Chart 2: Cash balance levels have increased due to GEM equity sell off
Not only are fund managers currently extremely underweight this region, after being highly exposed to it only a year ago, but they are also rising their cash levels as Global Emerging Markets (GEMs) equities disappoint. The fact that cash balance levels highly correlate with GEM Equity lets us know that majority of the managers had high exposure to regions outside of US and EU just until recently.
In the chart above, there is a possibility in coming months that GEM Equities might technically break down from the current consolidation zone, at which point cash balances would rise towards 1.5 standard deviations away from mean and indicate a contrarian buy signal.

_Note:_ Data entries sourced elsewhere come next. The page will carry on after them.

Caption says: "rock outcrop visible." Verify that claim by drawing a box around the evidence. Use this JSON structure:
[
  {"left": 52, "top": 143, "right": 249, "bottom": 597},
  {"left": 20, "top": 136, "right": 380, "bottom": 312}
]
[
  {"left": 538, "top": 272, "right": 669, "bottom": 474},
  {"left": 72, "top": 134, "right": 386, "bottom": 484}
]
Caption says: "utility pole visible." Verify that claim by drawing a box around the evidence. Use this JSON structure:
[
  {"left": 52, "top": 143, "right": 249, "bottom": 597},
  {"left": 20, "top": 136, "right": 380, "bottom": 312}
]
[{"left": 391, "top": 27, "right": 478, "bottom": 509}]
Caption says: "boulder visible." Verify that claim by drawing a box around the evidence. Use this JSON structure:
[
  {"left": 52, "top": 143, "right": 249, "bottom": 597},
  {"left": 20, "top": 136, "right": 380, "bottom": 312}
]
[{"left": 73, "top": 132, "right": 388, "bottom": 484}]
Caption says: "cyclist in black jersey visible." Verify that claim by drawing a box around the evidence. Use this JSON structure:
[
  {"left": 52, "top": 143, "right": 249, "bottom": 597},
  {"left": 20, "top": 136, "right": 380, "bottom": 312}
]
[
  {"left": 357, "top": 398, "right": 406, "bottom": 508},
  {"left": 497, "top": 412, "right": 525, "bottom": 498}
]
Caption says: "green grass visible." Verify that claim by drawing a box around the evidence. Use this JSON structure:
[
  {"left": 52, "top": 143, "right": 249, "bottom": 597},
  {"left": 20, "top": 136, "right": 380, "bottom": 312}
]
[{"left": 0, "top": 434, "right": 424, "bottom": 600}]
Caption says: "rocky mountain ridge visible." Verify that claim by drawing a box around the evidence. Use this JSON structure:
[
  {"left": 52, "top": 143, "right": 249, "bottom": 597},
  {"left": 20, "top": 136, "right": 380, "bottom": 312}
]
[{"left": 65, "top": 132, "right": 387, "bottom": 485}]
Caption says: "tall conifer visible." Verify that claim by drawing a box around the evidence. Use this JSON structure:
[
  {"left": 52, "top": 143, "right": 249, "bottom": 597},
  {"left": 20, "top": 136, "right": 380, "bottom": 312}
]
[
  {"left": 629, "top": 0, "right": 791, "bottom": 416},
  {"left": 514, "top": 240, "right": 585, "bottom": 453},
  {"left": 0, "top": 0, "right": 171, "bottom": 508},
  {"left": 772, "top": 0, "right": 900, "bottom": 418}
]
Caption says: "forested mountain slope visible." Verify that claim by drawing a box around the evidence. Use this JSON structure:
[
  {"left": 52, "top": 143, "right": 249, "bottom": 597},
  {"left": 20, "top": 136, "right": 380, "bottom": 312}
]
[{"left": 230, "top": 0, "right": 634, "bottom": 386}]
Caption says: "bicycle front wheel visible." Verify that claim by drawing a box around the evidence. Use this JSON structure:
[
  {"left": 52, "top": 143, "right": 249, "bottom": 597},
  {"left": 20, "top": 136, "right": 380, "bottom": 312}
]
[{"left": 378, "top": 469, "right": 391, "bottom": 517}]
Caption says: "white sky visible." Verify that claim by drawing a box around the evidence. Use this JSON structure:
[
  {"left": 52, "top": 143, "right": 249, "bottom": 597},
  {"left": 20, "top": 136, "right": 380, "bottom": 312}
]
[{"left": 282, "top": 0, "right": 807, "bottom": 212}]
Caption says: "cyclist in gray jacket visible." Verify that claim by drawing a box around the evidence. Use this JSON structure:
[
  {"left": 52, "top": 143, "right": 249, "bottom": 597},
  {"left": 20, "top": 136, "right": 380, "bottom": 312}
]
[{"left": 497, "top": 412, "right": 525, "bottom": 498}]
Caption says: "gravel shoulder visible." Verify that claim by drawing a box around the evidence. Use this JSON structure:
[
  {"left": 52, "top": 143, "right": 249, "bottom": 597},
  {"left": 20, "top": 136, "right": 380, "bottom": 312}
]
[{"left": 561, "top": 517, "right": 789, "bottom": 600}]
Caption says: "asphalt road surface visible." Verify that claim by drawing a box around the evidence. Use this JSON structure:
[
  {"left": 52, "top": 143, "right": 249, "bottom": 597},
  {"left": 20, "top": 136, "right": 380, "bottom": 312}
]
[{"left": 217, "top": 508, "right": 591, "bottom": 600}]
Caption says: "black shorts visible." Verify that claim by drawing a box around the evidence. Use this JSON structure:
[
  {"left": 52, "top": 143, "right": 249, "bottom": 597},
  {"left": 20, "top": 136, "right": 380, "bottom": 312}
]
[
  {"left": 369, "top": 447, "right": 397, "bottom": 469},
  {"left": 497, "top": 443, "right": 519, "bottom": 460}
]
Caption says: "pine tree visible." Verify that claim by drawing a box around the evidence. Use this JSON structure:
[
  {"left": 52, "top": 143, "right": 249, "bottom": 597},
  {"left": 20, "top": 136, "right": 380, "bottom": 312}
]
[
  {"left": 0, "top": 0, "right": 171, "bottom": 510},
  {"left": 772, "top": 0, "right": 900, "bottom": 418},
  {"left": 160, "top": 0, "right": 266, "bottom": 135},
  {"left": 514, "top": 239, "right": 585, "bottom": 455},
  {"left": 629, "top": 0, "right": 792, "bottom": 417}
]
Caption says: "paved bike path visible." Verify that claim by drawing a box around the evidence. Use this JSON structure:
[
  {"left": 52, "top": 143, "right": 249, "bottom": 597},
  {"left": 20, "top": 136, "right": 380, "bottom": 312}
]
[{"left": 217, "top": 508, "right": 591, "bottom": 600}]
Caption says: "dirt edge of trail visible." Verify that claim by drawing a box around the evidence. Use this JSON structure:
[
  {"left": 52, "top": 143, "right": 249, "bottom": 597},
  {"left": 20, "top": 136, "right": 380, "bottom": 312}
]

Similar setup was seen during the 2008 and 2011 crashes, were cash levels spiked pretty quickly.
Chart 3: Emerging Market stocks are cheap & ripe for buying pretty soon
Some of you are wondering, with all of the negative media coverage, why in the world should one buy Emerging Market equities?
Well, the answer is precisely because everyone dislikes them so much. Even more importantly, GEM Equities are starting to look extremely attractive from long term valuation standpoint. Last week, the overall MSCI EM Index traded at 1.4 price to book value, cheapest since the depths of the Lehman panic in 2008. As we can see in the chart above, that is usually a buy zone (even though I personally think that P/BV could fall closer towards 1 before the major low is in).
Having said that, plenty of Emerging Markets are already trading close to or even below book value including South Korea, Brazil, Russia, Egypt, Czech Republic, Poland and many others. Even China is trading at 1.4 times book value, which is relatively much more attractive then the overvalued and euphoric US market.